Your computer should be able to handle 1.6 GB of data (assuming 32bit)
size_t n = 20000;
typedef long dist_type; // 32 bit
std::vector <dist_type> matrix(n*n);
And then use:
dist_type value = matrix[n * y + x];
You can (by using small datatypes), but you probably don't want to.
You are better off using a quad tree (if you need to find the nearest N matches), or a grid of lists (if you want to find all points within R).
In physics, you can just approximate distant points with a field, or a representative amalgamation of points.
There's always a solution. What's your problem?
Man you should avoid the n² problem...
Put your 20 000 points into a voxel grid.
Finding closest pair of points should then be something like n log n.
As stated by other answers, you should try hard to either use sparse matrix or come up with a different algorithm that doesn't need to have all the data at once in the matrix.
If you really need it, maybe a library like stxxl might be useful, since it's specially designed for huge datasets. It handles the swapping for you almost transparently.
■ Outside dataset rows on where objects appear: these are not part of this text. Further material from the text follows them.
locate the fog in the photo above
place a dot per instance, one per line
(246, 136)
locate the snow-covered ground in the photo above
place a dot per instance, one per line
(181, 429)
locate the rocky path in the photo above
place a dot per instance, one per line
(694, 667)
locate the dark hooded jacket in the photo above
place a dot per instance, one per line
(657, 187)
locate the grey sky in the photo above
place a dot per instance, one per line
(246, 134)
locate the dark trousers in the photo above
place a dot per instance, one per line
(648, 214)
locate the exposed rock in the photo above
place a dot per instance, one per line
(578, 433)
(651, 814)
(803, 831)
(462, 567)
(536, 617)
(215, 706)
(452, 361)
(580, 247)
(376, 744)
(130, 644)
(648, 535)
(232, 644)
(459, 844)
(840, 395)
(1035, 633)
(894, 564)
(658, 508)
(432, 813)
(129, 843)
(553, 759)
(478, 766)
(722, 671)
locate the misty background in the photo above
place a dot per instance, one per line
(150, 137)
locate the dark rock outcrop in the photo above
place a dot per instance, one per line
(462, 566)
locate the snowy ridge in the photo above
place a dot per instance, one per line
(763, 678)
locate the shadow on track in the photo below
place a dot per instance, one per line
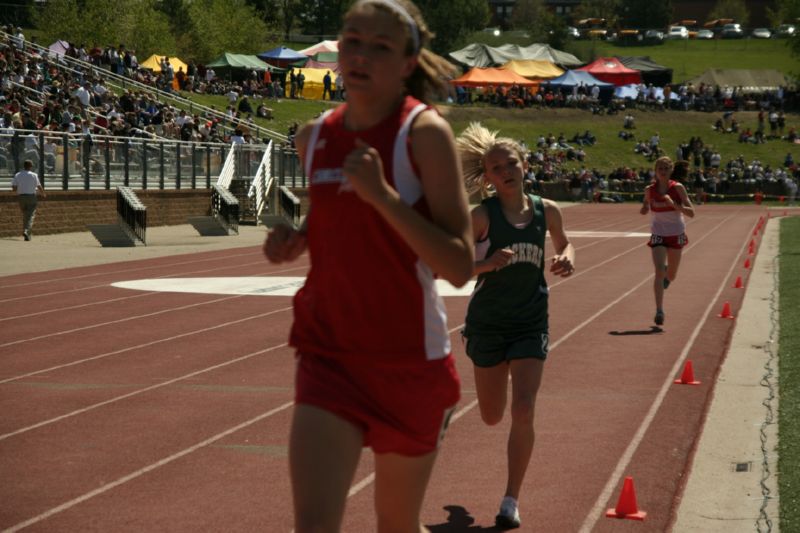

Thanks a lot for your answers. What I am doing is to solve a vehicle routing problem with about 20000 nodes. I need one matrix for distance, one matrix for a neighbor list (for each node, list all other nodes according to the distance). This list will be used very often to find who can be some candidates. I guess sometimes distances matrix can be ommited if we can calculate when we need. But the neighbor list is not convenient to create every time. the list data type could be int.
To mgb:
how much can a 64 bit windows system help this situation?